As bases de diversas comunidades que formam países africanos como Angola nascem, possivelmente, do fenômeno de deslocamento dos povos banto no território africano. O termo “banto” fora proposto em 1862 por W. Bleek na nomeação da família linguística de tronco comum, o protobanto, compartilhado por diversos povos há três ou quatro milênios anteriores. Ainda segundo os estudos de Yeda Pessoa de Castro, temos a noção de que o termo usado por Bleek passa a ser também usado, bem mais tarde, por outros vários estudiosos, de áreas distintas, para denominar 190.000.000 de indivíduos que habitam territórios compreendidos países da África Central, Oriental e Meridional em uma área de 9.000.000km² (CASTRO, 2001, p 81).
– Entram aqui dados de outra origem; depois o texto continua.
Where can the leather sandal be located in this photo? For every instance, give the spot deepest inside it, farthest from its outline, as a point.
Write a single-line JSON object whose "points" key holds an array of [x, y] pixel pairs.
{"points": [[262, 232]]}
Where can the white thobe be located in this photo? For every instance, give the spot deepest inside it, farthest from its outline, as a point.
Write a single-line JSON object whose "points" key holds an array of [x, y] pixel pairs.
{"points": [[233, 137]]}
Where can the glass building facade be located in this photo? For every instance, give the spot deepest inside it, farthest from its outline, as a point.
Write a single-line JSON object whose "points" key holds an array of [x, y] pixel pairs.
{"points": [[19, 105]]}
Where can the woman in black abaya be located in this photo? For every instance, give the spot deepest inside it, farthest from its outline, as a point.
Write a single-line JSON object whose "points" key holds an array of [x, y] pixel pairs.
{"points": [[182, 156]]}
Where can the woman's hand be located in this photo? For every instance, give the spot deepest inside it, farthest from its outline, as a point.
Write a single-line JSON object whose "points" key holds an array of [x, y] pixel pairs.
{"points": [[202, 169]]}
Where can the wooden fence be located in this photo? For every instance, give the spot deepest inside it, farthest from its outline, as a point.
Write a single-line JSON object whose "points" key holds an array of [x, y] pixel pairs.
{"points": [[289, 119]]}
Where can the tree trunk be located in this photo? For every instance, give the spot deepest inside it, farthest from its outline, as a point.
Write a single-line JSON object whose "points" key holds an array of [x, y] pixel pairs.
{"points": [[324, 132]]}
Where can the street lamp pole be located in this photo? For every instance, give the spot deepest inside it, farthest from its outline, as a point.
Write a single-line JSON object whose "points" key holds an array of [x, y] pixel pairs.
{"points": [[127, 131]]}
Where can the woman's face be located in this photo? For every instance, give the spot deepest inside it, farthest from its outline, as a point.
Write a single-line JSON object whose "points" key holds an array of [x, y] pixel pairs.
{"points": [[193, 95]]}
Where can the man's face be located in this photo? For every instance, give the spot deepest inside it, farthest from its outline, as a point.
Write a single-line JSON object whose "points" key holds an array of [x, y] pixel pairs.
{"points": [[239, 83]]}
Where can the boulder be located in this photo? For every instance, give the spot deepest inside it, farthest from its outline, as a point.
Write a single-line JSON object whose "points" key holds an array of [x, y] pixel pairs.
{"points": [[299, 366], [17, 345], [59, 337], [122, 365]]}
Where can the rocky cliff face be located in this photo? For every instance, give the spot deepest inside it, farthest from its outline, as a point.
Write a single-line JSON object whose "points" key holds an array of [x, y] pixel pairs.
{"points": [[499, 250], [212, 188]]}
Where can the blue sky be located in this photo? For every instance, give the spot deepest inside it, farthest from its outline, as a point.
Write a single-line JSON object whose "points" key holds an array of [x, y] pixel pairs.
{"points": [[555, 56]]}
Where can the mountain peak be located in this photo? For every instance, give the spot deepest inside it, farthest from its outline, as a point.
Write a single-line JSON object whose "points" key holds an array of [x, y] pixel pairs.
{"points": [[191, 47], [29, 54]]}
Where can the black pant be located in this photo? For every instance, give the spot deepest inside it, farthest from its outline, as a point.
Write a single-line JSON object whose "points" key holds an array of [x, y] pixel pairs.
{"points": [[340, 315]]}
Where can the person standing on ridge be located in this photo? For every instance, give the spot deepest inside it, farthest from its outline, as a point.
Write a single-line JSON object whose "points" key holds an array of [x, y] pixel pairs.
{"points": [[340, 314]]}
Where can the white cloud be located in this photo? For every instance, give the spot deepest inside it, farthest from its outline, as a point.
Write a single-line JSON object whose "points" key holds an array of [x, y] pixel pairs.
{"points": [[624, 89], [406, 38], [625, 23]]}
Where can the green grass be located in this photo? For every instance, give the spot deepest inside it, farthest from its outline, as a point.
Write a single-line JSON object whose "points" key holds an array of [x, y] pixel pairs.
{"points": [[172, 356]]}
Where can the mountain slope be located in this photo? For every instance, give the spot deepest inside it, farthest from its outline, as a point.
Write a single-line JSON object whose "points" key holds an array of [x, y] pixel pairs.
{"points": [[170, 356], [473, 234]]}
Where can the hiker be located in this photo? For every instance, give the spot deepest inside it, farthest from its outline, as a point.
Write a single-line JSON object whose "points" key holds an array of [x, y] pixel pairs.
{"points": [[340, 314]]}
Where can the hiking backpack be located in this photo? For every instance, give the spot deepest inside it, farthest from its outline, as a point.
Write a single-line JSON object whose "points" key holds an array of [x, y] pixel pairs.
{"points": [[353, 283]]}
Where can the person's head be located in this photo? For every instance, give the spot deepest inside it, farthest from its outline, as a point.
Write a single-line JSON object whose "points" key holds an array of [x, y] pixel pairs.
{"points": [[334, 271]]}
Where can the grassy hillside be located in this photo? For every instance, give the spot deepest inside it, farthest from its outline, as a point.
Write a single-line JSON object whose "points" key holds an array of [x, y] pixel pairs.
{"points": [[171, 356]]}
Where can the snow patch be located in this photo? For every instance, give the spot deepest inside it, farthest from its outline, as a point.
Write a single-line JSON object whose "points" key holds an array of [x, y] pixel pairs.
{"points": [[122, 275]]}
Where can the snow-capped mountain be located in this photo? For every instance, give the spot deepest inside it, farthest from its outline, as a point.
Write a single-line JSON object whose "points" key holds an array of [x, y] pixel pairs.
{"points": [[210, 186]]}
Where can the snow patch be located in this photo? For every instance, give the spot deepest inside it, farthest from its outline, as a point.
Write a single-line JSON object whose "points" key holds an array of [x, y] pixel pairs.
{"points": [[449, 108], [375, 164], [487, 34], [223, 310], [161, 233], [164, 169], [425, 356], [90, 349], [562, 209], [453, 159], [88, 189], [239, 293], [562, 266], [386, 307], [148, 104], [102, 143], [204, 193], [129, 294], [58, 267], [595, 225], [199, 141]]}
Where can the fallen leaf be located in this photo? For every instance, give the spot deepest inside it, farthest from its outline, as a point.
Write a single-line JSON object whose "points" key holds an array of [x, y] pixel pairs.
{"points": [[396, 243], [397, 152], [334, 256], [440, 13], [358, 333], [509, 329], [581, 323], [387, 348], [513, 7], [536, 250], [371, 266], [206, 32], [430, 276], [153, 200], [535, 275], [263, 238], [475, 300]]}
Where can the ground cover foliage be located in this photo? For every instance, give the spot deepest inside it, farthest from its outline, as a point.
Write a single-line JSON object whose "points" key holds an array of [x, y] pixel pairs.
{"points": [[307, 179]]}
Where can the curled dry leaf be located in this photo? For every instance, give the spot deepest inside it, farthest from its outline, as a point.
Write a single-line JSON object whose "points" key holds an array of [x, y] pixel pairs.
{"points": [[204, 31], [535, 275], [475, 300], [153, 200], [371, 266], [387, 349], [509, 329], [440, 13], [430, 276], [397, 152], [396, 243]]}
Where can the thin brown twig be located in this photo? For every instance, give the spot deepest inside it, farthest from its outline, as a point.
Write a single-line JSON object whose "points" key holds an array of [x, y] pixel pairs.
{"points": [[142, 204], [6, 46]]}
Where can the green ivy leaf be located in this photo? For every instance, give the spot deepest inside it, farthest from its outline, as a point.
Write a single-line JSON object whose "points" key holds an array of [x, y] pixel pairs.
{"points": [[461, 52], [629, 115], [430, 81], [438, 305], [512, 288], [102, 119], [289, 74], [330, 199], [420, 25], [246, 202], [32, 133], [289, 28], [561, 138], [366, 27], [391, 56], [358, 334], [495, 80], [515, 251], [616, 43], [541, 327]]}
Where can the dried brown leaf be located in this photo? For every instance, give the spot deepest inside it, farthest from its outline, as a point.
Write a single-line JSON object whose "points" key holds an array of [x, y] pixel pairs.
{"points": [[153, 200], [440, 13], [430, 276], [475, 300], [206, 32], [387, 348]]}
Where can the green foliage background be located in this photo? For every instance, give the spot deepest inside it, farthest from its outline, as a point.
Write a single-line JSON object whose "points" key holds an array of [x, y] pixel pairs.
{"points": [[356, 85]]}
Consoante Alberto da Costa e Silva (1996), os grupos banto dispersaram-se por terras africanas inicialmente de modo nômade ou seminômade, fixando-se temporariamente em um local, organizavam-se com bases em moradia de barro e quando do rareamento da fertilidade do solo ou da escassez de caça, seguiam para outro local. À medida que o tempo passa, essas comunidades, gradualmente, abandonam o nomadismo através de desenvolvimento de tecnologias que permitem a fixação em uma região e o alargamento de novos processos culturais por encontro de culturas distintas. Ainda segundo Silva

(1996), no momento em que esses grupos passaram a usar ferramentas de metal, desenvolvem a expansão de modo mais eficiente, seja pela força, que parece não ter sido a predominância, ora pela elaboração tecnológica. A trajetória de expansão de povos do grupo banto de norte para sul do continente africano seguiu deslocamentos milenares (séculos após séculos) cedendo aos seus descendentes, hábitos e ritos que sobreviveram, ressignificando-se cotidianamente como em qualquer processo cultural humano. Até mesmo durante a ocupação colonial exploratória portuguesa, em Angola, esses grupos conseguem manter-se, por muito tempo, resistindo em seus processos culturais e muitos desses hábitos serviram como base na narrativa em Yaka (1984), de Pepetela, sobre as tradições angolanas anteriores a ocupação portuguesa, como a criação de gado dos Cuvale e o cultivo da terra as plantações que os permite sobreviver em perenidade em um território:

Vilonda, sentado no rochedo azul do seu território, olhou o rio Cuporolo. Espera a volta das duas mulheres que tinham ido à lavra. Terra bo,a a do Cuporolo. Daqui se via as bandeiras do milho pintar de branco o verde da lavra. E para os bois então? O rio tinha água todo o ano, o capim estava sempre verde e tenro, os bois engordavam e luziam. Virou a cabeça para a esquerda e viu a manada. O filho mais novo e o sobrinho trazem os bois para o curral. A manada sobe o morro que nasce ao lado do rio, ondulando entre os penhascos, reconheceu no meio dela a namulilo, a vaca mais sagrada de todas, o boi mocho, os dos cornos retorcidos, o malhado, a vaca cega, os vitelos. Ao todo oitenta animais. Subiam sem pressa, de barriga atulhada, as vacas cheias de leite agitando os chocalhos. Um ou outro mugido eram música no seu ouvido. Encheu o peito de ar. Tudo estava ali. O cheiro, o som, a luz. Terra boa essa do Cuporolo.(PEPETELA, 1984, p 151)

A expansão banto, configurada por milênios, é quem proporciona bases para surgimento de tradições de etnias, grupos e comunidades da Angola narrada pela literatura de Pepetela e de seus descendentes enfocados na literatura de João Ubaldo Ribeiro.